You forgot...those little things that tend to make a rather crucial difference between a mediocre gamer and a decent racer.
"the importance of identifying and polishing your lines"
- See AI car
- Don't hit AI car (too hard)
- Drive around AI car any way you can
- It's okay to run over cones when you have to pass a dozen cars crowding a time trial course; just not all-red ones
Groundbreaking lessons!
"the importance of keeping momentum through turns and bleeding as little speed as possible"
- Start from the back of the grid
- Drive as fast as you can
- Brake much, much later than the cowardly AI
- If you slow down too much you won't catch 1st place
Wow, I've never seen anything like that in any Gran Turismo race before!

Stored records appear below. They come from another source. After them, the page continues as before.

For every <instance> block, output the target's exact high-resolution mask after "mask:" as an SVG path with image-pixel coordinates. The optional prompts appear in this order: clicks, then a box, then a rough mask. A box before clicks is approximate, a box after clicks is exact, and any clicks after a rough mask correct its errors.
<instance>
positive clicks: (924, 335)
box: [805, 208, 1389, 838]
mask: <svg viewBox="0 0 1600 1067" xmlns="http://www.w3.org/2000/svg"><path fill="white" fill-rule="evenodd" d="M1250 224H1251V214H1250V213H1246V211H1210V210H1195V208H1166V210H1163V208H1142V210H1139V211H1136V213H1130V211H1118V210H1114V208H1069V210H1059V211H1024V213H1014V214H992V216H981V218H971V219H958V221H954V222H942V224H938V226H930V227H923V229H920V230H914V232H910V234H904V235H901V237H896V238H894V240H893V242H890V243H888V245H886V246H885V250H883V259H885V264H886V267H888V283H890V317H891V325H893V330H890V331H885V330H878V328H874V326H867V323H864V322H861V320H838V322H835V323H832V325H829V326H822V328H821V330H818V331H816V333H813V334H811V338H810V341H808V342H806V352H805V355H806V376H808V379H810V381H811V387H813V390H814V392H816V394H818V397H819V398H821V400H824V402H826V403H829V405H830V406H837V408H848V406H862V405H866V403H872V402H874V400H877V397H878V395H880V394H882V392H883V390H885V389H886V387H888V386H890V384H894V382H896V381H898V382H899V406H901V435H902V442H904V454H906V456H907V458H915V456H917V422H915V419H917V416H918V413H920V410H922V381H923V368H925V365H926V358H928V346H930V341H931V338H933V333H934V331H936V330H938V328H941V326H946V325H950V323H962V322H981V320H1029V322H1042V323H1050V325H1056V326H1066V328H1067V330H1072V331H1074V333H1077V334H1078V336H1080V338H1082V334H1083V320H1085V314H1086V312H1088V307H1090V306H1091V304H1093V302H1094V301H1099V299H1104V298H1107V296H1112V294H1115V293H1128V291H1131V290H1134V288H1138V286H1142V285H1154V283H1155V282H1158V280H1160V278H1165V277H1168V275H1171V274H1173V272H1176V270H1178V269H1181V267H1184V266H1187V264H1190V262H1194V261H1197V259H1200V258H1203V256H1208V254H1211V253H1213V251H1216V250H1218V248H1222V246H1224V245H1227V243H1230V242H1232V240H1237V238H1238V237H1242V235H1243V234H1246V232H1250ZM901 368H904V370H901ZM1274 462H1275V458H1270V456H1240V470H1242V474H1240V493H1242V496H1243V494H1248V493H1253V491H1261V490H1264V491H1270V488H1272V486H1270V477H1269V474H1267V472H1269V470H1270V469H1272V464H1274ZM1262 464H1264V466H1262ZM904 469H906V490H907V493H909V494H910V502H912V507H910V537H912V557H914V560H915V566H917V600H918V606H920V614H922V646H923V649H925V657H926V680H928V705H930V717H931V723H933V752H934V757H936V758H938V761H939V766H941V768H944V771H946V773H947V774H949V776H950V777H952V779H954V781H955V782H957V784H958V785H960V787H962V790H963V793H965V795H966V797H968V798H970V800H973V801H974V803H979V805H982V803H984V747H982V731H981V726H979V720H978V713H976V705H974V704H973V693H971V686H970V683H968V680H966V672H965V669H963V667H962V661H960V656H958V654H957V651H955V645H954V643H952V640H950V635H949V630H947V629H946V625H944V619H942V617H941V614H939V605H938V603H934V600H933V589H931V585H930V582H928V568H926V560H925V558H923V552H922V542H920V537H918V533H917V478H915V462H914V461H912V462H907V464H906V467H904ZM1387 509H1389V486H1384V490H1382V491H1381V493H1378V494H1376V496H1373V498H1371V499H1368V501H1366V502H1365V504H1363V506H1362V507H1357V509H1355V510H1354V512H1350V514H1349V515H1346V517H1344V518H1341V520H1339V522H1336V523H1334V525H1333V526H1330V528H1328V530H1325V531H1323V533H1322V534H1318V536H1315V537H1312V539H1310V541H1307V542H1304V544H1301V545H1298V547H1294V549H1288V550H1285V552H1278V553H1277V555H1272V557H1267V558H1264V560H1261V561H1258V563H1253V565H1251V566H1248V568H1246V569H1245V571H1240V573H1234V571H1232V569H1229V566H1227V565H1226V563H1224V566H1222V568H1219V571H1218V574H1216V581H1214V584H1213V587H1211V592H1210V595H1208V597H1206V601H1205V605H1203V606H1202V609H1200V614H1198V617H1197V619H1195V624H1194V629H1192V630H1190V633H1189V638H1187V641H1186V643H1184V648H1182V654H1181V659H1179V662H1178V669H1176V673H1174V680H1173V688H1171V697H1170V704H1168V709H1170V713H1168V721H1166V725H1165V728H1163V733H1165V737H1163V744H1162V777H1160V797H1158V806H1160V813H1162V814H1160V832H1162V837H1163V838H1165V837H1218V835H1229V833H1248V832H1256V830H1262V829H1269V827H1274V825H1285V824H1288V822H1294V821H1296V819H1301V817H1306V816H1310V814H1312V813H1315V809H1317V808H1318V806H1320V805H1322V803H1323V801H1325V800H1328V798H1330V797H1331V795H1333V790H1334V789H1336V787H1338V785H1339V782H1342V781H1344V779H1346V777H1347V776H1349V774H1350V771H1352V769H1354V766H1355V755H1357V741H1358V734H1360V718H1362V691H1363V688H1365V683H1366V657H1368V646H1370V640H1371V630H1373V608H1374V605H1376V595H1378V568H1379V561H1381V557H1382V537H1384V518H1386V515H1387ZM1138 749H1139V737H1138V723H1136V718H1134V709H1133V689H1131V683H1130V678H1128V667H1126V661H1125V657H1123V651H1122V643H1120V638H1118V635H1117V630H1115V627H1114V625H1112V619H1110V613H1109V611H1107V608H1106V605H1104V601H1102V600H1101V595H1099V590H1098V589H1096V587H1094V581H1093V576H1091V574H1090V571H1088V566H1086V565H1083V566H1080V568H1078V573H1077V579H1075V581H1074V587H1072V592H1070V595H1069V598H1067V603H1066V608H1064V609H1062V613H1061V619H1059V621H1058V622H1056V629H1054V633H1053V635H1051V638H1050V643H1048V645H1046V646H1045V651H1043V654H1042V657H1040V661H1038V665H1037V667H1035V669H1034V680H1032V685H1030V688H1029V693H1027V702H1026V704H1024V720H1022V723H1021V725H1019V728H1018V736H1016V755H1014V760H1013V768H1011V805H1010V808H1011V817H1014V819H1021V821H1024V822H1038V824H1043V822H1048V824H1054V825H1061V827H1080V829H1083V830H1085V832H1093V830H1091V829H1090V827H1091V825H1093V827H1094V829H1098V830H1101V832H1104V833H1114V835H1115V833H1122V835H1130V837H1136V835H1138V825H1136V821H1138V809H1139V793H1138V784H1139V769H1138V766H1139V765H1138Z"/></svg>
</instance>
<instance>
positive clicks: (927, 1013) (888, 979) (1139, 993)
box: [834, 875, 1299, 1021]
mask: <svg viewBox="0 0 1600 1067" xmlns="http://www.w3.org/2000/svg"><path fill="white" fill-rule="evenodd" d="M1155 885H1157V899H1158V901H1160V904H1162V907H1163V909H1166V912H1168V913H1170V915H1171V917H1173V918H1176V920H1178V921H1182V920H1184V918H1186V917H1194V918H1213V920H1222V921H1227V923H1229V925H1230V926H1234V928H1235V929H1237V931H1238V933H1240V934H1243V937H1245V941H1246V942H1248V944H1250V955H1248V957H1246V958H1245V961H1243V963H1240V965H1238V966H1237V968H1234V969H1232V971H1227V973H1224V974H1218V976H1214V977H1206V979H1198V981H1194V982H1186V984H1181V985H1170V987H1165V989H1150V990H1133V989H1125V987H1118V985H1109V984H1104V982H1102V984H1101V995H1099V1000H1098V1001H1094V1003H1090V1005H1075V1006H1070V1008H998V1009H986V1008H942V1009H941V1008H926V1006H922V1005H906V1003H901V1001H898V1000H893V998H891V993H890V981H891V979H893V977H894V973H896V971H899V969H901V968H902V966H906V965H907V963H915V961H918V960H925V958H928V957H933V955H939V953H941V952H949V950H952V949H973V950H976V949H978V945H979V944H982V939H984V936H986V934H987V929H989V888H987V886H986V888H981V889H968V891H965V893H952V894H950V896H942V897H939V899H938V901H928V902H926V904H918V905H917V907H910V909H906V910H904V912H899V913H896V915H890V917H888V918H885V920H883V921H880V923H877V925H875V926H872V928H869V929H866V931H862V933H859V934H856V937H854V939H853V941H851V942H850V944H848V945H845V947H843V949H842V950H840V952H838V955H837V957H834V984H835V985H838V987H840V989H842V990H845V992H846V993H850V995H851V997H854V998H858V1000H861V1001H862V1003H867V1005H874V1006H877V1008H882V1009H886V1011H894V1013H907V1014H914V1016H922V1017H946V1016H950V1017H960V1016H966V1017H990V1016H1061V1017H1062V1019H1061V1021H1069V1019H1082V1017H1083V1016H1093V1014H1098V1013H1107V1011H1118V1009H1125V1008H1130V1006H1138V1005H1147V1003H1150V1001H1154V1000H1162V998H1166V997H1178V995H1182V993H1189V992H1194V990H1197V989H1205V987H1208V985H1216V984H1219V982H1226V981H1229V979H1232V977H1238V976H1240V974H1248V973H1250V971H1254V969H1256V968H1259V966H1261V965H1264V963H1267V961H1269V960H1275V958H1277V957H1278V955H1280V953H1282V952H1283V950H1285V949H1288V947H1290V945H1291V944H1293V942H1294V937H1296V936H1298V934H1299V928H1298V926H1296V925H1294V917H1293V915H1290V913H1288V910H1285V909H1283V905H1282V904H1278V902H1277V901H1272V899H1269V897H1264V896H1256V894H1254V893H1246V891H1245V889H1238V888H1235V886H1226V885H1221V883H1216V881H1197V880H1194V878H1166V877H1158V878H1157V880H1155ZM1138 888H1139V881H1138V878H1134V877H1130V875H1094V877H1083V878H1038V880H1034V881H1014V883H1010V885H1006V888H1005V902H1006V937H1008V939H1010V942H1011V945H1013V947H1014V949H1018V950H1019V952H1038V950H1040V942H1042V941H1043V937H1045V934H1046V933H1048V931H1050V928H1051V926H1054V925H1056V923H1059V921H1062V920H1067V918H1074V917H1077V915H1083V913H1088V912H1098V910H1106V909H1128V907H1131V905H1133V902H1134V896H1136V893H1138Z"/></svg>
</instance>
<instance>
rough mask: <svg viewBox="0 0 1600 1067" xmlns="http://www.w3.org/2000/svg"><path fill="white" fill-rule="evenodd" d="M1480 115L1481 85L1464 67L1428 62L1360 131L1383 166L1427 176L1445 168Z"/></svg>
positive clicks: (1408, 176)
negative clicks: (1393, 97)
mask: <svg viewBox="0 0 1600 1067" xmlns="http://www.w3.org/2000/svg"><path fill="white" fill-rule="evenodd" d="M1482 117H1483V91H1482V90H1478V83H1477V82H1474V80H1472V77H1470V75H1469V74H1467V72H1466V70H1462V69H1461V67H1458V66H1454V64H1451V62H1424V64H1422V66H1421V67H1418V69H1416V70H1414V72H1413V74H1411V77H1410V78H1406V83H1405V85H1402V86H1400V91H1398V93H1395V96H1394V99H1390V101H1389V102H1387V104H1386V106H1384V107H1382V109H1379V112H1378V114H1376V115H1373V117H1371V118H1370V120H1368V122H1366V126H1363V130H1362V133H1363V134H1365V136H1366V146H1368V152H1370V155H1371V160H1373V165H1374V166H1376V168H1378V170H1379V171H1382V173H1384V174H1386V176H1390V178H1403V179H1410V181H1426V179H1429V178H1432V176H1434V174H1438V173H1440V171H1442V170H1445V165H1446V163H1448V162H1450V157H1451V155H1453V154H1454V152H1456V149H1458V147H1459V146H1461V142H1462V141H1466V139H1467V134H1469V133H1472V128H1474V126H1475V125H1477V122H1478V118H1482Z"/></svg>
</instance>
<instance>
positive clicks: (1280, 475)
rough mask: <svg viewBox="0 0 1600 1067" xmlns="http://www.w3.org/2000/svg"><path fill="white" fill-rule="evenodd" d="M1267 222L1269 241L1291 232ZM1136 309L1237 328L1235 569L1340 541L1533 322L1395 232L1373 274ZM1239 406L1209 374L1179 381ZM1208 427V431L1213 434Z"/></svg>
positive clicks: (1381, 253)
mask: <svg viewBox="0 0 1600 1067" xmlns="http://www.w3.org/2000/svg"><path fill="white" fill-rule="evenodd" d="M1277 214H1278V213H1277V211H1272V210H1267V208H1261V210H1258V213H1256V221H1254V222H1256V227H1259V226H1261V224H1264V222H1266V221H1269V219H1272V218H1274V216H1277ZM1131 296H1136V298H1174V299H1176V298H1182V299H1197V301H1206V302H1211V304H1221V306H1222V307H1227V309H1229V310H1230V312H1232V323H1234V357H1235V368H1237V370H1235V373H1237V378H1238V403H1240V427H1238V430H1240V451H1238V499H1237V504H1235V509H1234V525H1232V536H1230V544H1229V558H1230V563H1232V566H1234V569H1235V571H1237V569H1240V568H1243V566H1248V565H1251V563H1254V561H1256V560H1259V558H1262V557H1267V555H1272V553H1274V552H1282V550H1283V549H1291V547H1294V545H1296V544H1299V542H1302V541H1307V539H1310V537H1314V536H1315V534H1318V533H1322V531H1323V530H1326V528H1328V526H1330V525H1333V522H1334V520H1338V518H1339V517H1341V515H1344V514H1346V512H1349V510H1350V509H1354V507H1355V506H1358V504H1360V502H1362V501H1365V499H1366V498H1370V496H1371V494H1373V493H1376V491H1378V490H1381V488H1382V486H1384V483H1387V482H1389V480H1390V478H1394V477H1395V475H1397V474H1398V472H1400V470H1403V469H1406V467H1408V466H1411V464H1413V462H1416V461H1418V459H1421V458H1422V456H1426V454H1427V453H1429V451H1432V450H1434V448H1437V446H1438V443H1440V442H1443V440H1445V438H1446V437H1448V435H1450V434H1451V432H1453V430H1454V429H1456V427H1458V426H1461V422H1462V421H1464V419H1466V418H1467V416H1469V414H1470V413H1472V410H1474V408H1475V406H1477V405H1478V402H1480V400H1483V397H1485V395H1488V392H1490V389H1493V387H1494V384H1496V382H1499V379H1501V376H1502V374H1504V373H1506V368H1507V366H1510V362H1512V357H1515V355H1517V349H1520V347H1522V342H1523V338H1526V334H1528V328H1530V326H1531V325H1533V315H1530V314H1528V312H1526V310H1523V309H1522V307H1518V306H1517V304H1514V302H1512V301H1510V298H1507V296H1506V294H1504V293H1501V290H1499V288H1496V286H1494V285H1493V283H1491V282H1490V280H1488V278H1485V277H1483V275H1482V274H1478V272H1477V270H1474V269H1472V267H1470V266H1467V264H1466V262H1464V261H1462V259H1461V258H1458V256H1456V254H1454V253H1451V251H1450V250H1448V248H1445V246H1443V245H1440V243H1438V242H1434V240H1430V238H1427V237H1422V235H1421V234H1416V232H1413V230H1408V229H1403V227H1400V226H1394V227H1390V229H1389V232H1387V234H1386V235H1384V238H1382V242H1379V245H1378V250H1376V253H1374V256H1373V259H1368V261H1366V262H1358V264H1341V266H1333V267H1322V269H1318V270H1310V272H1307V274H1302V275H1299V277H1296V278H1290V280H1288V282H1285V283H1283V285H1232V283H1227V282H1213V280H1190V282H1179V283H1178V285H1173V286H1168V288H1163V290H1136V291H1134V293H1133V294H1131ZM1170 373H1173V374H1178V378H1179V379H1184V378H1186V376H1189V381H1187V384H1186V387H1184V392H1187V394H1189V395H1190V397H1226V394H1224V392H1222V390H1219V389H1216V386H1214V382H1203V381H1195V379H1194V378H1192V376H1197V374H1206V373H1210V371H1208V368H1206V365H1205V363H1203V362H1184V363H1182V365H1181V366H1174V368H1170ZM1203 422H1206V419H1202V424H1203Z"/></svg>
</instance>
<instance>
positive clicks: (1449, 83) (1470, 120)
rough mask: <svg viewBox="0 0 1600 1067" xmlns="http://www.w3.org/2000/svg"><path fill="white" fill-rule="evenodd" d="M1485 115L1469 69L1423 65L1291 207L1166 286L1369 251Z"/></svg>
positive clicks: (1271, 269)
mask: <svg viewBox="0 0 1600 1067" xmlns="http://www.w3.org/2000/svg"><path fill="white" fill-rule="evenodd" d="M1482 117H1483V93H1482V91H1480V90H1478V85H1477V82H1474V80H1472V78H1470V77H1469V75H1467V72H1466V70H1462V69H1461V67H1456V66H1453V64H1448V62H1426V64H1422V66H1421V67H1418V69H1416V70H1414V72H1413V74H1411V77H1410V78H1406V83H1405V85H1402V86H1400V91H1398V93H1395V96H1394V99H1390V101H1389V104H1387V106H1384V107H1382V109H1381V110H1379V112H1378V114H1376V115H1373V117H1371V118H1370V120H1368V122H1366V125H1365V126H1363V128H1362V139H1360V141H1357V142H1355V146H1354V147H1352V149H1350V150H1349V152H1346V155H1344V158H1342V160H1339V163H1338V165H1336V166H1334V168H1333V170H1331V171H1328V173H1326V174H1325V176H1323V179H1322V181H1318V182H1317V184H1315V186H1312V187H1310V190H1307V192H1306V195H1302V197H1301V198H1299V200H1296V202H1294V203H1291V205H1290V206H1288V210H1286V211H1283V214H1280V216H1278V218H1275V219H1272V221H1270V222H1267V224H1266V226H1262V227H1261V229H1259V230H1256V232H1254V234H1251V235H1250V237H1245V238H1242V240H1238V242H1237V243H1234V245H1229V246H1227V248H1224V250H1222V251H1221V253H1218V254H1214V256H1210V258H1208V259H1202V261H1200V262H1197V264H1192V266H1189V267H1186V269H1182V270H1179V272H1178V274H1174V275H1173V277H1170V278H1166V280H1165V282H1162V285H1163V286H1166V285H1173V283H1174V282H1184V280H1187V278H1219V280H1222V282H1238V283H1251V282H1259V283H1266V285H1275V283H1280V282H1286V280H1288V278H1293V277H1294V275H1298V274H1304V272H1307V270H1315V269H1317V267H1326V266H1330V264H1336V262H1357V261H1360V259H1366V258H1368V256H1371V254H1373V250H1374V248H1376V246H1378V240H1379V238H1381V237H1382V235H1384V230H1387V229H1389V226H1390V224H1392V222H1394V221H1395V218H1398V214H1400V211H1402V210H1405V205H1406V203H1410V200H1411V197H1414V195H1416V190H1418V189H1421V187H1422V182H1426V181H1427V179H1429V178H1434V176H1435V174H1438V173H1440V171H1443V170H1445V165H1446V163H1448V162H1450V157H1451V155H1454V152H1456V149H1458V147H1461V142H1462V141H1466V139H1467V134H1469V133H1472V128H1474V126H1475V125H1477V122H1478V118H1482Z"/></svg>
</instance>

"the importance of delicacy in braking and accelerating during turns in midship cars"
Fair point. I didn't think of it because when I did the challenge I was simply impressed that I could
finally enjoy a properly loose RWD car in a Gran Turismo game. Sailing into the first corner sideways under braking in the Elise was my first grin-inducing experience with GT5.
Mid-engined cars are all rather similar in this game, though (too similar IMO), so every race/challenge with an MR/MAWD car reinforces this lesson. Take license test IC-10, for example, which teaches everything you could learn from the Elise challenge, yet in a more plausible and rewarding setting.
It seems clear to me that the Top Gear challenges are Polyphony's attempt at TG-style humor, not TG-related lessons on driving skill. I thought
Fashion Cat's challenges were more topical and valuable -- learning to overcome a tough, single rival (assuming better AI as stated) in identical, similar, or slightly mismatched cars, encompassing a range of drivetrain layouts, curb weights, and power outputs.
You're the expert "armchair game designer," apparently, so what makes his suggested events so worthless?